**Bag of words (BoW) model in NLP**

In Natural Language Processing (NLP) text data needs to be converted into numbers so that machine learning algorithms can understand it. One common method to do this is Bag of Words (BoW) model. It turns text like sentence, paragraph or document into a collection of words and counts how often each word appears but ignoring the order of the words. It does not consider the order of the words or their grammar but focuses on counting how often each word appears in the text.

**Key Components of BoW**

**Vocabulary:** It is a list of all unique words from the entire dataset. Each word in the vocabulary corresponds to a feature in the model.

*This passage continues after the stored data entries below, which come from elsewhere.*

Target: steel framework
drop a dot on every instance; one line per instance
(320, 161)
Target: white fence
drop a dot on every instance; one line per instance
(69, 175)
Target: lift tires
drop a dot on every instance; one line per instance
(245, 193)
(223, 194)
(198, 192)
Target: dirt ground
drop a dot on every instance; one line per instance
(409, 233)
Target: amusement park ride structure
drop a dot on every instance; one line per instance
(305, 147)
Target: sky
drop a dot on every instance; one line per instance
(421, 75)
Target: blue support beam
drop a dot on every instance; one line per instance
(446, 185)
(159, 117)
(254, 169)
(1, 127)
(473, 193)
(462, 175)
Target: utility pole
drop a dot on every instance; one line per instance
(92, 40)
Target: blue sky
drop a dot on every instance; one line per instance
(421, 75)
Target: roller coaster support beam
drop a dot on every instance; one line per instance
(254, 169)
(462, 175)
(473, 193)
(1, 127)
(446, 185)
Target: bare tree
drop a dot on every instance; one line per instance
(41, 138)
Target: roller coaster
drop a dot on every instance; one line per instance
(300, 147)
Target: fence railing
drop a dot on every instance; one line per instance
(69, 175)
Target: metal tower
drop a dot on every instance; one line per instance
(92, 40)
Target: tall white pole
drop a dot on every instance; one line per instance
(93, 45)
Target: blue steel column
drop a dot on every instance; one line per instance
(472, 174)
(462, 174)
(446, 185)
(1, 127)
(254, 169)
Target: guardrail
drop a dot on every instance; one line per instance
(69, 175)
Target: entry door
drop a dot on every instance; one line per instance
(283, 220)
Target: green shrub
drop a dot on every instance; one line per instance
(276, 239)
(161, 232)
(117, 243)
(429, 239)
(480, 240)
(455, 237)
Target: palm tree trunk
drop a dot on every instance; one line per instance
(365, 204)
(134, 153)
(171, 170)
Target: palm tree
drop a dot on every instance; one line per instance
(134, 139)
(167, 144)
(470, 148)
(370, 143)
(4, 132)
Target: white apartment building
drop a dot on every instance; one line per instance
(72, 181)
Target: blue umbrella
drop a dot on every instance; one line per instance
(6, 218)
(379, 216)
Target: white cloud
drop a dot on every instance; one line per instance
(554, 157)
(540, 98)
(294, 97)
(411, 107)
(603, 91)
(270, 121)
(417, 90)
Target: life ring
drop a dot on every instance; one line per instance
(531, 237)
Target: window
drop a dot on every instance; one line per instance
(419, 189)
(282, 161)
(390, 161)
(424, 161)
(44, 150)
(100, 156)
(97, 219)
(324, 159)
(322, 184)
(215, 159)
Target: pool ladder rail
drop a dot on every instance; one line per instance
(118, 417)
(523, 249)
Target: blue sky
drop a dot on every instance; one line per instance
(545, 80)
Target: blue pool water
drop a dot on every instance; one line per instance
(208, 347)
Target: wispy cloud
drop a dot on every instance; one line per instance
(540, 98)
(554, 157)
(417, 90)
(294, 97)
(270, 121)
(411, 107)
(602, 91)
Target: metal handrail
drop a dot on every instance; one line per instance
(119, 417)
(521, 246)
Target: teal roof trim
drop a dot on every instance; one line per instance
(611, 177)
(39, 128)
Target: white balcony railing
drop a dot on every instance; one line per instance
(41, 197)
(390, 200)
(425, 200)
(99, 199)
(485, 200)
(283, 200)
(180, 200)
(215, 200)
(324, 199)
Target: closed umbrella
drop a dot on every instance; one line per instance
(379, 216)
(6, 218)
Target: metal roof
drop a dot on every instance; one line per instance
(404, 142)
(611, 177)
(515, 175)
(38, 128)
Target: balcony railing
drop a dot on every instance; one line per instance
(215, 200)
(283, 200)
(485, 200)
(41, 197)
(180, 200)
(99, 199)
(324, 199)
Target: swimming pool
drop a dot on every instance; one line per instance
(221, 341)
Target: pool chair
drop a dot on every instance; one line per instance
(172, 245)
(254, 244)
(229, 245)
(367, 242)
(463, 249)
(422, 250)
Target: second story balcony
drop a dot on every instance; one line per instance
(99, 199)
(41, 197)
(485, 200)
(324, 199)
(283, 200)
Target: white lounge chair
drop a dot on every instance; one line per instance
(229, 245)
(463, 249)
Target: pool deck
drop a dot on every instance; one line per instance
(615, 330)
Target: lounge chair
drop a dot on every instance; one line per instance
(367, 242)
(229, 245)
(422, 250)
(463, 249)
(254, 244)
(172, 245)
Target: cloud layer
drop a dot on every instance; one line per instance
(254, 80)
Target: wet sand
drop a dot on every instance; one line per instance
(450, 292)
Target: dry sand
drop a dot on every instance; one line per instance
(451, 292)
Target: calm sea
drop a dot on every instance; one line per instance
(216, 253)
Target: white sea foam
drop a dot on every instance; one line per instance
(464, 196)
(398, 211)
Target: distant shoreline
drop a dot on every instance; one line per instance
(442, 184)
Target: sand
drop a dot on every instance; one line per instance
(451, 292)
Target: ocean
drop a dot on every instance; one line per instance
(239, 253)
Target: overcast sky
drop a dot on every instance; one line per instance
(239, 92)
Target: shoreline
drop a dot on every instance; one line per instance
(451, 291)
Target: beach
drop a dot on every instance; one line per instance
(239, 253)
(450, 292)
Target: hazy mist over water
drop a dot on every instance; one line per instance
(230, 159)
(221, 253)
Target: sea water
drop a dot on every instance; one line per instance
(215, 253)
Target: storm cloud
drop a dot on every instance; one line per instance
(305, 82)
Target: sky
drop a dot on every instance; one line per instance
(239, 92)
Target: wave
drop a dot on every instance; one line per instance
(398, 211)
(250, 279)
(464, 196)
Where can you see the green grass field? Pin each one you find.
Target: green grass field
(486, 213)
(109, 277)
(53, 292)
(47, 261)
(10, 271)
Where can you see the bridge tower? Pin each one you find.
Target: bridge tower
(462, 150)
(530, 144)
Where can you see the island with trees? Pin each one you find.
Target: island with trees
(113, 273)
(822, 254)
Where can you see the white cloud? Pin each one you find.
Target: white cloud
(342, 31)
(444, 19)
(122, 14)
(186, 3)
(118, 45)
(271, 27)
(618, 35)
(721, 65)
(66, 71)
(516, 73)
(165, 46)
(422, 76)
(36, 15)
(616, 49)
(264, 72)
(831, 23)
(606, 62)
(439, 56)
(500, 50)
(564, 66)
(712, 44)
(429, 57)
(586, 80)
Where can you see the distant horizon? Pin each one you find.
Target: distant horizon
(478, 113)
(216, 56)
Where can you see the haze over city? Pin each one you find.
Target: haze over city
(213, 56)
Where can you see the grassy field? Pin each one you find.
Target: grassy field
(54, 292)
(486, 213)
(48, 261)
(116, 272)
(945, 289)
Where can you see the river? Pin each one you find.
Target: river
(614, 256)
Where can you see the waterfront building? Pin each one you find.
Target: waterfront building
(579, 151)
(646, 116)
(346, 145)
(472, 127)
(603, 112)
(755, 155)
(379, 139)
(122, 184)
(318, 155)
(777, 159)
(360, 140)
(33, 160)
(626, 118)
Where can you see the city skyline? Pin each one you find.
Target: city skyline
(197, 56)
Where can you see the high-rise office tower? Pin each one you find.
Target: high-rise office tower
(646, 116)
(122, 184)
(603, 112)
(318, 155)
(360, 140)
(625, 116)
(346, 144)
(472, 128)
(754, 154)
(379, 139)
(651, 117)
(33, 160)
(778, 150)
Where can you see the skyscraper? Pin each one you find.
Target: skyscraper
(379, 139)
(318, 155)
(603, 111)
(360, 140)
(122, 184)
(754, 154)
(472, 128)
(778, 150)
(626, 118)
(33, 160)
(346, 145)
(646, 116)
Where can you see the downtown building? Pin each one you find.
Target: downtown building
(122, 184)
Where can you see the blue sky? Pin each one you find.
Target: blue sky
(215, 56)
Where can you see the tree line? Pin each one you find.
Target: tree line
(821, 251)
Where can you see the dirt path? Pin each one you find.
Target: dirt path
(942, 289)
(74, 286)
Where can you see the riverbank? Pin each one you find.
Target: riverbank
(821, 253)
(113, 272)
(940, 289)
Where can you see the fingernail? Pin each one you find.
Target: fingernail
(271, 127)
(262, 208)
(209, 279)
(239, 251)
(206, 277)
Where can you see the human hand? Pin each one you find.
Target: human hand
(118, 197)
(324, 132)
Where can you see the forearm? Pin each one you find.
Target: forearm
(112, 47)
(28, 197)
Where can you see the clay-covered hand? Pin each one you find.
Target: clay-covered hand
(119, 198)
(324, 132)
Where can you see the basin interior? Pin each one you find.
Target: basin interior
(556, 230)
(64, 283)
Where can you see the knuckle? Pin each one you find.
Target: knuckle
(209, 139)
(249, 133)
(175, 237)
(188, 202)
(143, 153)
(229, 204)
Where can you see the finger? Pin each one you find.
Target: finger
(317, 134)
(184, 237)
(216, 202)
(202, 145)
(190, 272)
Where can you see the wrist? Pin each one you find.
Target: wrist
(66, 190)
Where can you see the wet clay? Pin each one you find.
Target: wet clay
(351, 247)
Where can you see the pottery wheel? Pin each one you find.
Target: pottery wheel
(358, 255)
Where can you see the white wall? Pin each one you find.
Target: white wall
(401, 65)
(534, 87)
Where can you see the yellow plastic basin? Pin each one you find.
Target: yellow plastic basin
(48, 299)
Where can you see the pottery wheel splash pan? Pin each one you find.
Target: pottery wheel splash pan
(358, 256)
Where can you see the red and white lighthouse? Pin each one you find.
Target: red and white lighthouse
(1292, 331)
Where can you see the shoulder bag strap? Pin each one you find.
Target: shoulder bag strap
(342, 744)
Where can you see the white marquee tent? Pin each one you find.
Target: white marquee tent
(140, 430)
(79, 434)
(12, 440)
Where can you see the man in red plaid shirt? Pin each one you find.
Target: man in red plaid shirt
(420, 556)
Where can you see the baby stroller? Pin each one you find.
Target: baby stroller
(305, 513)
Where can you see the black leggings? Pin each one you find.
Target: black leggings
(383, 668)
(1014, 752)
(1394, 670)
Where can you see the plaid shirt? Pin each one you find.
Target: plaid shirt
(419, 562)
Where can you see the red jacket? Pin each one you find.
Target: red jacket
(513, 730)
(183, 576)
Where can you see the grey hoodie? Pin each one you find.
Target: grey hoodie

**Document Representation:** Each document is represented as a vector where each element shows the frequency of the words from the vocabulary in that document. The frequency of each word is used as a feature for the model.

In [1]:
import nltk
import re

para="Beans. I was trying to explain to somebody as we were flying in, that's corn. That's beans. And they were very impressed at my agricultural knowledge. Please give it up for Amaury once again for that outstanding introduction. I have a bunch of good friends here today, including somebody who I served with, who is one of the finest senators in the country and we're lucky to have him, your Senator, Dick Durbin is here. I also noticed, by the way, former Governor Edgar here, who I haven't seen in a long time and somehow he has not aged and I have. And it's great to see you, Governor. I want to thank President Killeen and everybody at the U of I System for making it possible for me to be here today. And I am deeply honored at the Paul Douglas Award that is being given to me. He is somebody who set the path for so much outstanding public service here in Illinois. Now, I want to start by addressing the elephant in the room. I know people are still wondering why I didn't speak at the commencement."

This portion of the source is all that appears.